Konstanz Paketbote Pakete Paketdienst Video: Lukas Ondreka

Im Zickzack fährt Cristi Jonesku durch Konstanz: immer ein paar hundert Meter, dann den Transporter in eine freie Lücke quetschen und mit Päckchen und Paketen unterm Arm von Tür zu Tür.

An der Sprechanlage sagt der Zusteller sein kurzes “Hallo, Paket für Sie”. Dann verschwindet der schmale Mann im Schatten des Hausflurs.

Bild 1: Cristi Jonesku bringt den Konstanzern ihre Pakete, zehn Stunden am Tag, für wenig Geld. Wir haben ihn begleitet
Bild: Lukas Ondreka

Cristi Jonesku heißt eigentlich anders.
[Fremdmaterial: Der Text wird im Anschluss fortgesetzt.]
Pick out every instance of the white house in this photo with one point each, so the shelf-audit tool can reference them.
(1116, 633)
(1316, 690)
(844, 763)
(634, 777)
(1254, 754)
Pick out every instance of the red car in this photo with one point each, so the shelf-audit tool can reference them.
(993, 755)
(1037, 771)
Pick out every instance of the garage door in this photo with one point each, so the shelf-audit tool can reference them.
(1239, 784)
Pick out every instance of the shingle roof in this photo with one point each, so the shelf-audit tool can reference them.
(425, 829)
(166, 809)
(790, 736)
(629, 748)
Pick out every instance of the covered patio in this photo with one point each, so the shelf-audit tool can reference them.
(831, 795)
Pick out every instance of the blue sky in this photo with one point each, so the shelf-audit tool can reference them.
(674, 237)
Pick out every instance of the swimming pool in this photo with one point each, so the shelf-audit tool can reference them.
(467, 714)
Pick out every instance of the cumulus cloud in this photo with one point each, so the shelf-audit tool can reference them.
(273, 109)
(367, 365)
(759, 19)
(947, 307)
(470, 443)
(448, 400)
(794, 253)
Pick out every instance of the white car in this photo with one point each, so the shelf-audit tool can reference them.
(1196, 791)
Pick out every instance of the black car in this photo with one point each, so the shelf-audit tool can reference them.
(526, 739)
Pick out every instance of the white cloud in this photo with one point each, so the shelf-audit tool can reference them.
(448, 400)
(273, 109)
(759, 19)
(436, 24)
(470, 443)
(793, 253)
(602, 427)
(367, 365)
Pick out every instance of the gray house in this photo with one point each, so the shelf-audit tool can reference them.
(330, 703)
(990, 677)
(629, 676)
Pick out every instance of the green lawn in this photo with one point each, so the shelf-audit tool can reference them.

Aber der Zusteller fürchtet, dass er seinen Job verlieren könnte, wenn sein echter Name in der Presse auftaucht.

Denn der gebürtige Rumäne arbeitet nicht direkt bei einem der fünf großen Paketdienste in Deutschland, er arbeitet für ein Subunternehmen. Die heuern vor allem Beschäftigte aus Osteuropa an.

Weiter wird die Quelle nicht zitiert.